Most devices have a “driver” - a piece of code that runs in the Kernel - for communicating with devices. These drivers typically use MMIO to control the device and get status and use whatever kernel subsystem is relevant to provide access to userspace. For example, network cards interface to the networking subsystem to provide network adapters. The biggest reason for this is code reuse and interface sharing - the common code is shared between all the drivers and the API presented to userspace is uniform.

Another advantage is layering - for example, you can write an SPI device driver that hooks into the SPI subsystem. All you really need to implement are three functions: probe, transfer message, and remove. Probe and remove are about handling device attaching and removal. The transfer message callback is where the work happens. The kernel passes you a structure that describes the message (clock mode, bits per word, the data buffers, etc) and it’s up to your driver to poke the hardware in a way that gets it to transmit the message.

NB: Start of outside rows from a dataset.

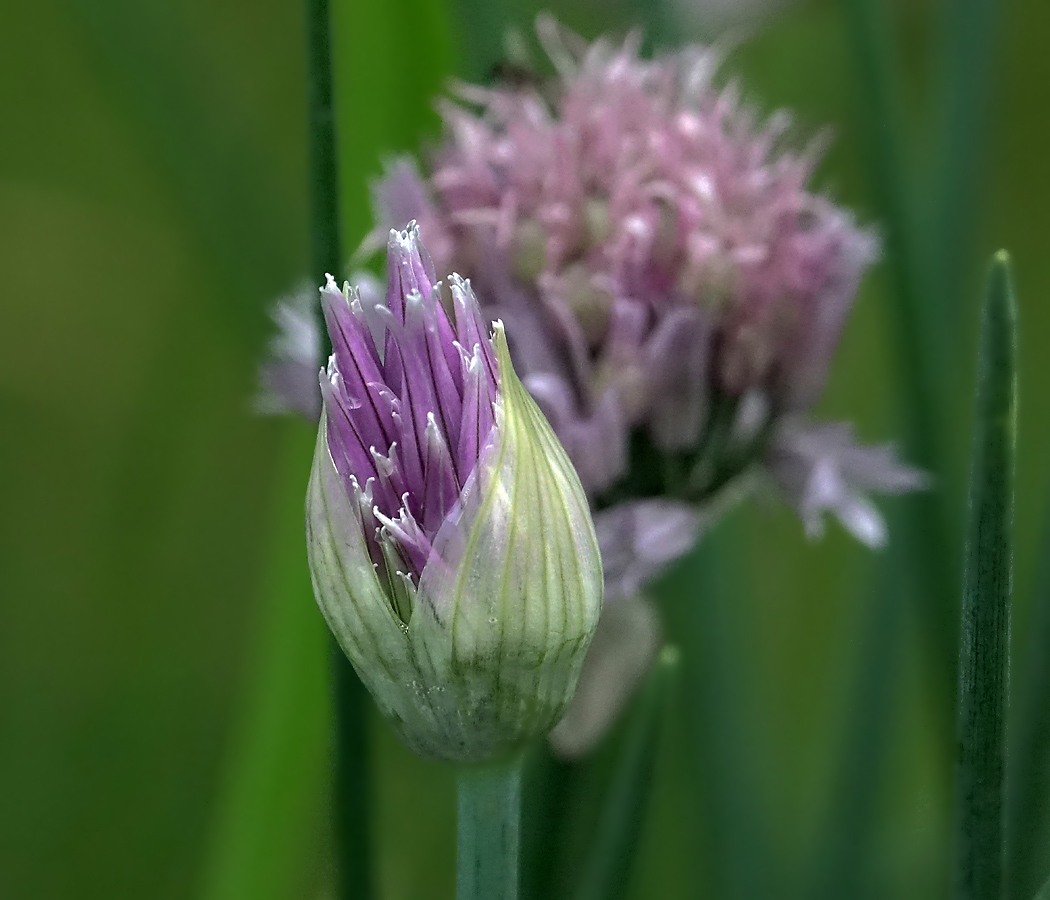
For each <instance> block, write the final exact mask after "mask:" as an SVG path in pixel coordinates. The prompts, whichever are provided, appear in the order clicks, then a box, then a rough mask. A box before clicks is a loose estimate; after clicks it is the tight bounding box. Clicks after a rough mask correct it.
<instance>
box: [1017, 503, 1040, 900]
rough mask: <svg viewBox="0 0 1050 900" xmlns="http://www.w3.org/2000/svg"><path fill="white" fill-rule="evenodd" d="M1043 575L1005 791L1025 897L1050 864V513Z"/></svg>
mask: <svg viewBox="0 0 1050 900" xmlns="http://www.w3.org/2000/svg"><path fill="white" fill-rule="evenodd" d="M1042 560H1043V564H1042V571H1041V578H1039V581H1038V584H1037V588H1036V591H1035V596H1034V598H1033V599H1032V610H1031V621H1030V625H1029V628H1028V631H1029V634H1030V635H1031V636H1030V637H1029V641H1028V647H1027V648H1026V664H1025V671H1024V675H1023V677H1021V678H1017V681H1018V682H1020V684H1018V686H1017V687H1018V691H1017V694H1018V697H1017V703H1016V705H1015V707H1014V710H1013V712H1014V714H1013V721H1014V724H1015V725H1014V730H1013V731H1012V732H1011V734H1010V773H1009V777H1008V783H1009V791H1008V795H1007V802H1008V807H1007V833H1008V839H1007V851H1008V854H1009V879H1008V881H1009V888H1010V891H1009V894H1010V897H1012V898H1018V900H1026V898H1027V897H1028V896H1029V895H1030V894H1031V892H1032V889H1033V888H1034V886H1035V885H1036V884H1037V883H1038V880H1037V879H1038V878H1039V877H1041V876H1042V873H1043V866H1045V865H1046V864H1047V862H1050V854H1048V853H1047V850H1046V845H1047V843H1048V842H1050V821H1048V817H1047V813H1048V811H1050V703H1048V702H1047V698H1048V697H1050V515H1048V516H1047V517H1046V524H1045V525H1044V530H1043V554H1042Z"/></svg>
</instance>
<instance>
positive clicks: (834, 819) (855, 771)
mask: <svg viewBox="0 0 1050 900" xmlns="http://www.w3.org/2000/svg"><path fill="white" fill-rule="evenodd" d="M896 518H897V517H895V519H896ZM892 524H896V522H894V523H892ZM890 532H891V533H896V531H895V530H894V528H892V527H891V528H890ZM900 546H901V545H900V542H899V541H897V542H895V543H894V544H891V548H890V554H891V556H890V557H889V558H888V559H885V558H879V560H878V562H879V566H880V571H879V575H878V582H877V588H876V589H875V590H874V591H873V592H871V599H870V601H869V606H870V609H869V611H868V613H867V616H866V621H865V623H864V625H865V627H864V630H863V637H862V643H861V647H862V649H861V653H860V660H859V664H858V671H857V682H856V686H855V688H854V690H853V692H852V693H850V704H849V709H850V713H849V714H848V715H847V716H846V729H845V741H844V745H843V752H842V755H841V760H842V761H841V768H840V770H839V772H838V775H837V778H836V790H835V791H834V793H833V797H834V805H833V808H832V810H831V812H829V814H828V816H827V820H826V825H825V826H824V831H823V835H822V838H821V839H820V842H819V844H818V857H817V862H816V868H815V872H814V880H813V888H812V894H811V896H812V897H814V898H815V900H840V898H843V897H859V896H862V891H861V888H862V886H863V885H864V884H865V883H867V880H868V879H867V875H868V871H867V868H866V866H865V863H866V862H867V861H868V859H867V857H866V856H865V852H866V851H867V849H868V847H869V845H870V840H871V837H873V830H874V825H875V823H876V820H877V819H876V813H877V809H876V807H877V801H878V799H879V797H880V796H881V793H882V791H883V788H884V783H883V775H884V767H885V762H886V752H887V750H888V749H889V746H890V739H889V738H890V733H891V731H892V714H894V709H895V706H894V700H895V698H896V691H895V689H896V688H897V686H898V684H899V675H900V673H901V671H902V670H903V665H902V656H903V646H902V641H901V637H902V636H903V633H904V629H903V628H902V627H901V618H902V612H903V610H902V609H901V604H902V590H901V585H900V579H899V572H900V571H901V568H900V566H899V565H896V563H897V562H898V561H897V560H896V559H895V557H896V556H897V553H899V552H900V551H901V550H900Z"/></svg>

Here is one such driver that I wrote for a former employer.

kp_spi_probe() is the callback used when this device is added to the system. It informs the kernel that there is a new SPI controller to use. It also tells the kernel about SPI devices attached to this controller - more on that in a minute.

kp_spi_remove() is the callback used when the device is removed from the system.

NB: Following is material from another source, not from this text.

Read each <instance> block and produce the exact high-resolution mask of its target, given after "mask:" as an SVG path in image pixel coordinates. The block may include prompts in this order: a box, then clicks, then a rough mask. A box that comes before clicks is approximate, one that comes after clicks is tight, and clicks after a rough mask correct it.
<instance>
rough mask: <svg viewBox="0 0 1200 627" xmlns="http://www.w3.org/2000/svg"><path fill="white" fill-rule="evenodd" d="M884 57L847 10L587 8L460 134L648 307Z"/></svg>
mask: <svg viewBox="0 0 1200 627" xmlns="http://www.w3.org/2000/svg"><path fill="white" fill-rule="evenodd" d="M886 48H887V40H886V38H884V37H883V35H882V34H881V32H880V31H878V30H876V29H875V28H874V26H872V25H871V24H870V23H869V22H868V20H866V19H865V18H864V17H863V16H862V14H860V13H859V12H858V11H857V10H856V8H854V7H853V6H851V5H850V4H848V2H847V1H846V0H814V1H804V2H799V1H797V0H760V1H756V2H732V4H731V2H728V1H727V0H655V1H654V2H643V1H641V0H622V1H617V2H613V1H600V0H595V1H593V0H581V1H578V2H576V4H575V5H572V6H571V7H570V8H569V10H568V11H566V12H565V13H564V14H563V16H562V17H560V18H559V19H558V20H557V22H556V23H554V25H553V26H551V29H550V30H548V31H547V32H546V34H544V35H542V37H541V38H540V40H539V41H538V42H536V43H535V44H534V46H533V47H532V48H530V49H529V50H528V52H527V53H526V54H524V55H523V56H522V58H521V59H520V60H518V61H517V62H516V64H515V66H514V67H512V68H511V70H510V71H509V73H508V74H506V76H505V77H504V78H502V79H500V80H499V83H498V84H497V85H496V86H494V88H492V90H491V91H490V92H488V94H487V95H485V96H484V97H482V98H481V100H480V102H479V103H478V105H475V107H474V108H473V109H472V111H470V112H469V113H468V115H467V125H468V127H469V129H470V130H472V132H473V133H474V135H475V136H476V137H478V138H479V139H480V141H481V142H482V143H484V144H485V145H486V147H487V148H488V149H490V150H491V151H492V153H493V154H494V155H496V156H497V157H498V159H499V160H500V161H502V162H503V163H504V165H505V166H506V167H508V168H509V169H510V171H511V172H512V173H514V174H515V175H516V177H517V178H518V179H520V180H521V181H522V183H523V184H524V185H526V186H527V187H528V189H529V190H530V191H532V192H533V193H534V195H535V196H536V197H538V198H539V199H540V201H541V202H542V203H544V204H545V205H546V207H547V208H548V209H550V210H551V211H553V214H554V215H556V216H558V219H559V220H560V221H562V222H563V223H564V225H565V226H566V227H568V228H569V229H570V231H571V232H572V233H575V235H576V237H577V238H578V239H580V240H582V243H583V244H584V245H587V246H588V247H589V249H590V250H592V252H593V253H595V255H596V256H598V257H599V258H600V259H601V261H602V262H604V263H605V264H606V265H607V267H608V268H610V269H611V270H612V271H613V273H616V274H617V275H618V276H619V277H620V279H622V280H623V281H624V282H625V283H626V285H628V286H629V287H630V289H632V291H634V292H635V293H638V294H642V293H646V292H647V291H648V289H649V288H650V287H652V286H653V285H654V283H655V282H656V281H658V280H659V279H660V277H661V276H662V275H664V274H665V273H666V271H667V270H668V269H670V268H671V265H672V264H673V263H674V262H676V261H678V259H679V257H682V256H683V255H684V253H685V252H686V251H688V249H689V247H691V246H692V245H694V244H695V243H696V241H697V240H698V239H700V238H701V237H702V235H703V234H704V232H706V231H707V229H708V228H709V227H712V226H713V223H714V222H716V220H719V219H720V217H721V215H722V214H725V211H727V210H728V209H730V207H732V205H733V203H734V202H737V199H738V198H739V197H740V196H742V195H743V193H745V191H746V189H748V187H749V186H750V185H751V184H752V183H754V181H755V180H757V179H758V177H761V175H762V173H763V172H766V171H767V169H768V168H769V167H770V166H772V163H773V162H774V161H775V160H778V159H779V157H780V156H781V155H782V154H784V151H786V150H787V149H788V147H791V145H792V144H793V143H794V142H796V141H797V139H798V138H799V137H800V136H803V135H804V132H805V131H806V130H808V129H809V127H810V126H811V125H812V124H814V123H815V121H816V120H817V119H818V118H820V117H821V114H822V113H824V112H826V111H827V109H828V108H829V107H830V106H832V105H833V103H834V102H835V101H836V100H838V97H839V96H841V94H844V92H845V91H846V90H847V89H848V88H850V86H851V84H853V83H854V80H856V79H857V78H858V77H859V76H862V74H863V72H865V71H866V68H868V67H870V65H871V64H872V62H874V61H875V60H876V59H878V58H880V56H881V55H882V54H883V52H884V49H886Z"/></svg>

kp_spi_transfer_one_message() is the callback used when the kernel needs to send a SPI transaction across the bus. It’s mostly checking and setup code. It eventually calls kp_spi_txrx_pio() which is what actually tells the hardware to transfer data to the SPI devices.

You’ll notice at this point that nothing has really said what that data going across the bus is or what is on the other side of the link. This is because this is a generic SPI device driver - it doesn’t need to know what device is out there or how to talk to it! That’s all handled by higher layer code.

This driver does know what is on the other side of the SPI bus - that’s what the spi_new_device() calls do. They tell the kernel that attached to this SPI bus is a “n25q256a11” NOR flash device. It also sets up the partition tables for that device. Note that this part doesn’t need to be done by this driver - it could be done by another driver (like the kpc2000 driver, which is the one instantiating these kpc2000_spi devices). I just chose to do it here because we didn’t need the flexibility and it was easiest to do it here.

Now, once the kernel hears about those SPI NOR devices, it brings in another driver - the “spi-nor” driver to be precise. That driver is the one that knows the bytes to send across the link to talk to SPI NOR flash chips. It doesn’t talk to the SPI controller (again, that’s this driver’s job) - but this makes it able to work with any SPI controller driver. The ability to mix and match drivers like this is stupidly powerful.

It goes even farther than that though - on top of the SPI NOR driver is another called the “MTD” driver (Memory Technology Device). This one is even more high-level than the spi-nor driver - it’s responsible for things like bad block scanning/tracking and block read/write/erase.

On top of that you could stack a filesystem driver like ext3 or UBIFS to get a real filesystem. And all I had to write was that little driver that talked to the hardware to get it to do generic SPI transactions.